Apple has just released an update to XProtect for Sequoia
Apple has just released an update to XProtect for Sequoia only, bringing it to version 5275. As usual, Apple doesn’t release information about what security issues this update might add or change.
In accordance with changes brought in version 5274 for Sonoma and earlier, this new version replaces the previous rule for MACOS.449a7ed with a modified version for MACOS.BUNDLORE.KUDU.5, that for MACOS.e4644f7 with MACOS.BUNDLORE.KUDU.3, and that for MACOS.0e62876 with MACOS.BUNDLORE.WBTLS.
It also adds a Yara definition for MACOS.TAILGATOR.CT using the new format of rule, with each rule given a UUID and listing SHA256 hashes of file size, of which there are just 13.
You can check whether this update has been installed by opening System Information via About This Mac, and selecting the Installations item under Software.
A full listing of security data file versions is given by SilentKnight, LockRattler and SystHist for El Capitan to Sequoia available from their product page.

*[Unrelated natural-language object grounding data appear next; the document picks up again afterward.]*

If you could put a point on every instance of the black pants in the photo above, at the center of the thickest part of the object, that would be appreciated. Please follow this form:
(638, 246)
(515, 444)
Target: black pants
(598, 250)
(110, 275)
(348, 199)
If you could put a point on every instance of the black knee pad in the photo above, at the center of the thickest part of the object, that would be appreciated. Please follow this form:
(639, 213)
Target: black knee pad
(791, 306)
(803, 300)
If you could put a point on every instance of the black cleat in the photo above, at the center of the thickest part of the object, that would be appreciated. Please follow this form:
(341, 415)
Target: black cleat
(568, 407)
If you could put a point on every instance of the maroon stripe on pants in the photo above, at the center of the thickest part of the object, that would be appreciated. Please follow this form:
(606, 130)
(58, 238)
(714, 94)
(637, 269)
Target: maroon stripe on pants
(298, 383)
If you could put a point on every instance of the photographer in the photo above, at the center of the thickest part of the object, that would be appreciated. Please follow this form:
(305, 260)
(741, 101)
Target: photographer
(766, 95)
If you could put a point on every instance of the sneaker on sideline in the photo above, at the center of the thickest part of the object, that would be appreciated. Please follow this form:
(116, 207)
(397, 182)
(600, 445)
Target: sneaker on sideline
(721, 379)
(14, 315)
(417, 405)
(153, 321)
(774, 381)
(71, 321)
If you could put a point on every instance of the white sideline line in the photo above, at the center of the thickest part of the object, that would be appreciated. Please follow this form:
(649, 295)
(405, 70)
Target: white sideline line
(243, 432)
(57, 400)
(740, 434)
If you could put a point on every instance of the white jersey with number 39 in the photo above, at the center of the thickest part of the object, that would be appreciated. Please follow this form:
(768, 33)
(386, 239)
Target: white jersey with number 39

If your Mac hasn’t yet installed this update, you can force it using SilentKnight, LockRattler, or at the command line.
If you want to install this as a named update in SilentKnight, its label is XProtectPlistConfigData_10_15-5275.
So far, I have seen no sign of this update in iCloud, which still returns an XProtect version of 5272. If you download and install it using Software Update, softwareupdate or SilentKnight, then you need to update the primary XProtect bundle in Terminal using the command
sudo xprotect update
then entering your admin password.
I maintain a list of the current versions of security data files for Sequoia on this page.